Simplificar uma carta fez subir em 50% pagamento voluntário de dívidas
Projecto do Ministério da Justiça foi lançado há pouco mais de dois anos nos processos que permitem exigir pagamento de dívidas de pequeno valor, as chamadas injunções. Novo tipo de notificação também fez subir em 160% os pedidos de apoio judiciário nesta área.
Pode simplificar o texto de uma carta ter efeitos significativos na actuação dos seus destinatários? Pode. A prová-lo está o projecto de simplificação das notificações enviadas aos visados nos processos que permitem avançar para a cobrança de dívidas de pequeno valor, as chamadas injunções. A lei não foi alterada, as regras mantiveram-se exactamente as mesmas, mas apenas mudar o texto e a apresentação das notificações recebidas pelos alegados devedores fez com que o pagamento voluntário das dívidas subisse 50%.
Quem o diz é o Ministério da Justiça que garante ter concluído a primeira fase deste projecto “com prata da casa” e a custo zero. As novas citações começaram a ser usadas pelos tribunais em Junho de 2017 e, quase dois anos depois, em Junho deste ano, já tinham sido enviadas mais de 400 mil notificações. “As mudanças realizadas no texto das notificações, mas também na formatação - com o tamanho dos caracteres, espaçamento interpalavras e utilização de negrito e zonas sublinhadas, com uma organização mais lógica -, permitiu um aumento em 50% no pagamento das dívidas após a notificação aos destinatários”, explica o Ministério da Justiça, numa resposta enviada ao PÚBLICO.
Neste tipo de processos, usados em massa pelas empresas de telecomunicações ou de distribuição de energia, é enviada uma carta para a morada da pessoa ou da empresa visada, a informá-la que deve proceder ao pagamento da alegada dívida. Num prazo de 15 dias, o visado é obrigado a pagar ou a apresentar os motivos que explicam por que considera não ter essa obrigação. “A linguagem utilizada [na notificação] era opaca e muitas vezes os destinatários nem conseguiam perceber claramente que órgão judicial tinha emitido o aviso, ou como proceder para liquidar as dívidas, que podem ser resolvidas de forma simplificada no Balcão Nacional das Injunções”, reconhece o Ministério da Justiça.
A secretária de Estado da Justiça, Anabela Pedroso, admite que na área da Justiça a linguagem é tradicionalmente hermética, cheia de termos técnicos e siglas que são difíceis de entender pelos cidadãos. “Sem nunca perdermos a segurança jurídica, temos a obrigação de ser mais pragmáticos e mais simples”, afirma a governante.
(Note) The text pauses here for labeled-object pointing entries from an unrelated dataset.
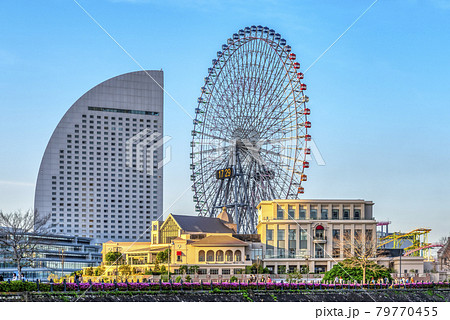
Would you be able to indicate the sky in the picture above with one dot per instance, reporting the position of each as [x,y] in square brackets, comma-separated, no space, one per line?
[379,96]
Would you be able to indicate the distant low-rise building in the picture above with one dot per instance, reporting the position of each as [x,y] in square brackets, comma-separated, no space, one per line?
[312,233]
[55,254]
[209,243]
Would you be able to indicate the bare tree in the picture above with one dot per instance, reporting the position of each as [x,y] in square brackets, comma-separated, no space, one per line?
[361,251]
[19,236]
[444,254]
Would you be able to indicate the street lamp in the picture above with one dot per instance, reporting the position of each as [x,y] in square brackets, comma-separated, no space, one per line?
[307,268]
[62,263]
[117,260]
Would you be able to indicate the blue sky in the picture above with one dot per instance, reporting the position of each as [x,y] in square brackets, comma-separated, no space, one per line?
[379,96]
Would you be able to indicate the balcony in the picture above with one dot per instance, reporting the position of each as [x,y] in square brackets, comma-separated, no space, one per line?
[319,239]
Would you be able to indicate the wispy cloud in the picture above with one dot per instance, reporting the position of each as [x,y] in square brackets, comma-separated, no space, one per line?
[7,58]
[441,4]
[17,183]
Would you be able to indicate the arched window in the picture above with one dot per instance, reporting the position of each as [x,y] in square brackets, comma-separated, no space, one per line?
[229,256]
[237,255]
[219,255]
[201,256]
[319,234]
[210,256]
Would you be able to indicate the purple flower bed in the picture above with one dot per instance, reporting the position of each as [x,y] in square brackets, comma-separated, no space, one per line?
[194,286]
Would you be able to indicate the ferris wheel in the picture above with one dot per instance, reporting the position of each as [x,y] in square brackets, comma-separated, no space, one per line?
[250,136]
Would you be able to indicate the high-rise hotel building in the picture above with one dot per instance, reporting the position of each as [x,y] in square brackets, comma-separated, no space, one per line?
[101,174]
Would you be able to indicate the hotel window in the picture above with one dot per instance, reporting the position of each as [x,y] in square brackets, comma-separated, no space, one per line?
[336,252]
[335,214]
[346,214]
[336,235]
[291,212]
[303,239]
[302,213]
[280,213]
[269,251]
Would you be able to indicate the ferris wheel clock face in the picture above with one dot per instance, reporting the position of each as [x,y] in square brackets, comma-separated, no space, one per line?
[250,135]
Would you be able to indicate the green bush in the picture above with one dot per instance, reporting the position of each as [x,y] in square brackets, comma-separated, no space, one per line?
[17,286]
[350,274]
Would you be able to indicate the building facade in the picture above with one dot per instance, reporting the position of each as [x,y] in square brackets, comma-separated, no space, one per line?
[312,233]
[209,243]
[101,174]
[55,254]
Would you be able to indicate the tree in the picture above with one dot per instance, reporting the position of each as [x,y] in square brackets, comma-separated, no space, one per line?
[443,254]
[163,256]
[89,271]
[99,271]
[183,269]
[362,250]
[125,270]
[19,236]
[348,272]
[296,275]
[114,257]
[194,269]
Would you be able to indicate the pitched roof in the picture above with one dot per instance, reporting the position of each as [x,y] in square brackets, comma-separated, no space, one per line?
[219,241]
[201,224]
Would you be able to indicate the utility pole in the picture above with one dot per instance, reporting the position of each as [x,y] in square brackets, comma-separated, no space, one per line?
[62,263]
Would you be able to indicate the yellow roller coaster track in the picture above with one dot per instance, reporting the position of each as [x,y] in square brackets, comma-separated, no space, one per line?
[418,237]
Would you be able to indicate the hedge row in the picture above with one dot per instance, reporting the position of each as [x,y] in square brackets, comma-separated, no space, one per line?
[19,286]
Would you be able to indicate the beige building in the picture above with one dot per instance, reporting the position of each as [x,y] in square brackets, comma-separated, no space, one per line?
[210,244]
[312,233]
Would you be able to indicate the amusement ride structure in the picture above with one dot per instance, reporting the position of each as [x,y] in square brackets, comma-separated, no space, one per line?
[250,136]
[418,239]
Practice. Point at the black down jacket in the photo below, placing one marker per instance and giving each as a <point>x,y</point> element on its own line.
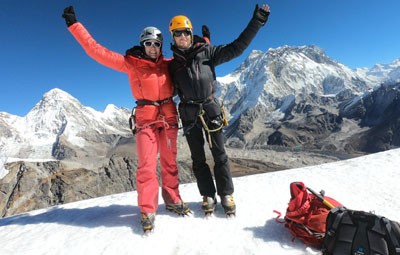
<point>193,72</point>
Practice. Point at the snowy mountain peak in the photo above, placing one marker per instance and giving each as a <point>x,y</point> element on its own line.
<point>58,115</point>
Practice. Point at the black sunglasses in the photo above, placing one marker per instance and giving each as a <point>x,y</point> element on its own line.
<point>149,44</point>
<point>177,33</point>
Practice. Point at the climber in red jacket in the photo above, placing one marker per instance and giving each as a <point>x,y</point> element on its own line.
<point>156,118</point>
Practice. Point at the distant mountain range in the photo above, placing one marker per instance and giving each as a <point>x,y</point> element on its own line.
<point>288,98</point>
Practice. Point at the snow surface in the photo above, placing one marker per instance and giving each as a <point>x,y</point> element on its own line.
<point>110,225</point>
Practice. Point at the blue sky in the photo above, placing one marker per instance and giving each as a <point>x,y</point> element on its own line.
<point>38,52</point>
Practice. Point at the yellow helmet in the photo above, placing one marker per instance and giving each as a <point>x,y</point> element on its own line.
<point>179,21</point>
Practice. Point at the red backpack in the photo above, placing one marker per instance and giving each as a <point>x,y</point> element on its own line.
<point>307,212</point>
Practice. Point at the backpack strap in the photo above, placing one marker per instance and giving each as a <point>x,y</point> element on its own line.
<point>339,211</point>
<point>393,234</point>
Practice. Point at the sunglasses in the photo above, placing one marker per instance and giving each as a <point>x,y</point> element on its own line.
<point>177,33</point>
<point>149,44</point>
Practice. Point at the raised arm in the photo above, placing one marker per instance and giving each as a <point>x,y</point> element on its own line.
<point>96,51</point>
<point>224,53</point>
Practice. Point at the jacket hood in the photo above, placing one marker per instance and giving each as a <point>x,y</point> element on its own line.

O aumento dos pagamentos voluntários não foi o único efeito visível das novas notificações, que levaram igualmente a um aumento de 160% nos pedidos de apoio judiciário, tendo subido em 75% o número de apoios efectivamente concedidos. “A mudança permitiu dar aos cidadãos um melhor conhecimento dos seus direitos, o que fez subir significativamente o recurso ao apoio judiciário”, analisa Anabela Pedroso.
Os bons resultados do projecto e a consciência de que há muito a fazer nesta área fizeram o Ministério da Justiça avançar para uma segunda fase da iniciativa que já se encontra em curso. Em Setembro, deverá nascer uma nova notificação dirigida às testemunhas obrigadas a comparecer em diligências judiciais e um tipo de citação, transversal a várias área do direito, como trabalho, família e menores ou a área cível. A notificação terá um tronco e uma estrutura comum e algumas partes distintas consoantes as especificidades de cada uma das áreas do direito. “O critério que tem sido seguido é o de identificar os modelos que apresentam mais volume de utilização e, por isso, cuja simplificação se traduzirá num maior impacto imediato”, explica o Ministério da Justiça.
Cinco mil formulários
Mas o trabalho está longe de terminar. Um levantamento feito pelo ministério concluiu que as secretarias têm mais de cinco mil modelos de notificações e citações entre as formas de comunicação com os cidadãos e empresas. “Claro que ninguém consegue trabalhar com cinco mil formulários”, reage Anabela Pedroso, que acredita que, na realidade, estas comunicações reduzem-se a 20 ou 30 tipos diferentes, sendo os restantes pequenas variações daqueles. A secretária de Estado da Justiça adianta que os novos formulários serão integrados numa nova versão do sistema informático dos tribunais, o Citius. “Estamos a desenvolver um upgrade do Citius, que terá um interface adaptado aos vários tipos de destinatários. Um só para juízes, outro só para procuradores, etc. Os novos formulários deixarão de ser em Word e passarão a estar incorporados no próprio sistema”, explica Anabela Pedroso. As novas interface deverão entrar em testes em Setembro e o upgrade do Citius deve estar a funcionar em pleno no próximo ano, estima a governante.